Dana Tai Soon Burgess Dance Company
Kogod Courtyard
National Portrait Gallery
Washington, DC
May 4, 2019


This time Dana Tai Soon Burgess didn’t make a new dance but restaged his 2003 work. If memory serves, it emerged with fresh bravura and with a lyric thrust from start to stop. Apparently the current version, with a duration of 43 minutes, is a bit shorter than the original that was shown at Kennedy Center. Aspects of ritual and of a legendary reality distill from the choreography, music and visuals. The story is about people, indentured Korean immigrants to American-dominated pineapple plantations on Pacific islands. Burgess shows the fate and transformations of these migrants from 1903 to now – three generations in 116 years. There is an Ancestress who witnesses and presides over the action. Four other women and five men convey currencies and the passage of time. One of the men (Kelly Moss Southall) seems a leader of the Koreans, perhaps dealing with the absent Americans and safeguarding the Ancestress. One of the women (Christin Arthur) experiences the lives of these immigrants in concentrated form and expresses herself impressively. It is this role and Arthur’s performance of it that give “Tracings” unexpected links to some historic pieces of dance history. 

As a strong modern dancer with a balletic line, Christin Arthur tackles Burgess’s step clusters and spools them out melodically and with dramatic emphases. This touches off in “Tracings” a whiff of exotic ballets like “La Bayadere” and “Le Corsaire”. Burgess doesn’t resort to divertissements and yet there is a sense of play as well as of myth as the woman Arthur represents does more than persist. She labors in the fields and perhaps in childbirth. She grows as a person and proves to be productive. The mask she sometimes wears and sometimes hides has multiple lives. 

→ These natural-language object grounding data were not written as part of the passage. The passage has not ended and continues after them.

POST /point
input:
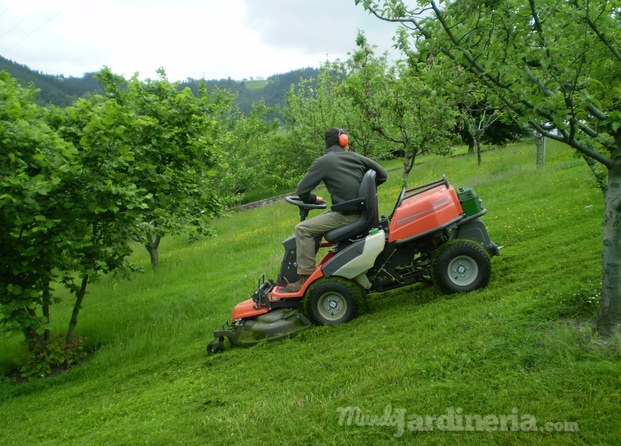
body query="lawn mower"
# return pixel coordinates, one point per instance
(434, 235)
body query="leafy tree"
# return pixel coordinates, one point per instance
(400, 103)
(556, 65)
(247, 152)
(39, 233)
(172, 136)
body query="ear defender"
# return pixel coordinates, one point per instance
(343, 138)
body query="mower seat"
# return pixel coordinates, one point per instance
(367, 204)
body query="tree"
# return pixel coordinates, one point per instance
(400, 104)
(172, 136)
(38, 232)
(556, 65)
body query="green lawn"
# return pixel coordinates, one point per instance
(490, 365)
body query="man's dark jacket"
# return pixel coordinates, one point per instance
(341, 171)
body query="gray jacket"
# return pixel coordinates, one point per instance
(341, 171)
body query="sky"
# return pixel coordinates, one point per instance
(210, 39)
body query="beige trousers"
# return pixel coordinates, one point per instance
(308, 235)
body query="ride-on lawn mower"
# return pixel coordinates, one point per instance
(433, 234)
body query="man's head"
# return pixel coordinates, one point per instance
(336, 137)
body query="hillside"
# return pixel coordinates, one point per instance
(515, 363)
(62, 91)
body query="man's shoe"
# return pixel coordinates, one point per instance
(296, 286)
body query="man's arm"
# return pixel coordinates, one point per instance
(312, 178)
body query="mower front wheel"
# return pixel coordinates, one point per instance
(332, 303)
(461, 266)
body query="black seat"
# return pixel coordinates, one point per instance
(367, 205)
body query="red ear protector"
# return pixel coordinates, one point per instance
(343, 138)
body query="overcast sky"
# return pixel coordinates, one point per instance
(209, 39)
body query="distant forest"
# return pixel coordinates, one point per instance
(62, 91)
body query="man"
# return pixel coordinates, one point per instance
(341, 171)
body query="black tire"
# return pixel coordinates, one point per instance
(461, 266)
(332, 302)
(216, 346)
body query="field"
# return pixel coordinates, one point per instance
(515, 363)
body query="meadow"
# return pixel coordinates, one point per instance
(518, 362)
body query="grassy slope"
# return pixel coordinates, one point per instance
(508, 349)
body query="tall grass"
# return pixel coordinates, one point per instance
(523, 347)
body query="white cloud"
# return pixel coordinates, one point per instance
(188, 38)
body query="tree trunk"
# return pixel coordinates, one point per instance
(76, 309)
(610, 309)
(152, 245)
(408, 163)
(540, 141)
(45, 308)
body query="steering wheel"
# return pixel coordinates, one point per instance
(294, 199)
(304, 207)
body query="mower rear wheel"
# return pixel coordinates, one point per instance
(215, 346)
(461, 266)
(332, 303)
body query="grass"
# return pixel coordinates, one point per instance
(522, 349)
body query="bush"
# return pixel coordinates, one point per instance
(51, 357)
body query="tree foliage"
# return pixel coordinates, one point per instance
(77, 184)
(556, 66)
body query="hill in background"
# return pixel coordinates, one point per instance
(62, 91)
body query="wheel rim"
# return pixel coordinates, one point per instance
(463, 270)
(332, 306)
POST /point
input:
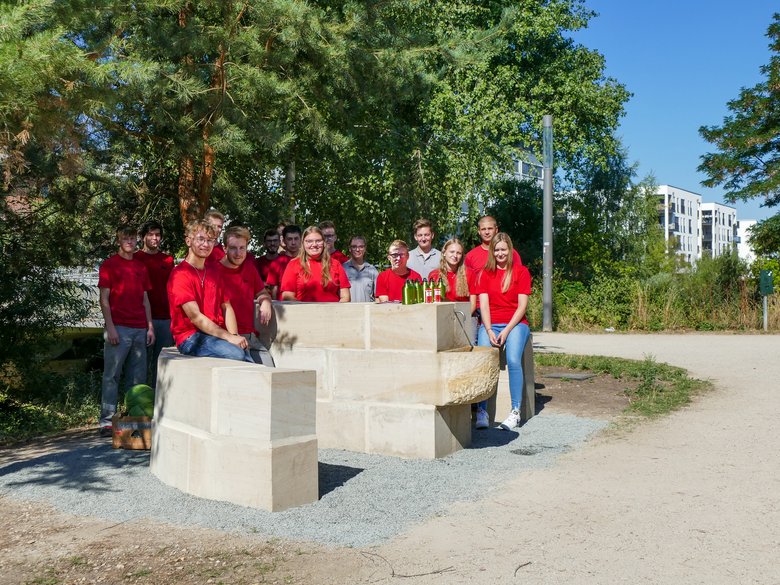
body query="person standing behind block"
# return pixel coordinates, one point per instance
(123, 282)
(244, 286)
(203, 323)
(314, 276)
(424, 258)
(159, 265)
(390, 282)
(362, 275)
(504, 288)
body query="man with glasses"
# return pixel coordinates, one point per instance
(390, 283)
(362, 275)
(124, 283)
(328, 229)
(202, 319)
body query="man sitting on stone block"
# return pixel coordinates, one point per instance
(202, 319)
(244, 285)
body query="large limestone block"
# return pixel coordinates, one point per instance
(266, 404)
(342, 425)
(460, 376)
(426, 327)
(418, 430)
(320, 324)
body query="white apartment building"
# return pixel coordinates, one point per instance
(679, 213)
(744, 247)
(718, 229)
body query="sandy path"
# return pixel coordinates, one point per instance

Music for the production by Aaron Leitko and Jason Kao Hwang seemed a wind tossed, yet unified score that went well with the silken pastels of Judy Hansen’s costumes and with the sets and blanched props (pineapples, luggage) by K. Moss Southall. In the role of Ancestress, Anna Kang Burgess (visual artist and mother of the “Tracings” choreographer) stood, walked, sat and watched not with a Martha Graham hunger but stoically.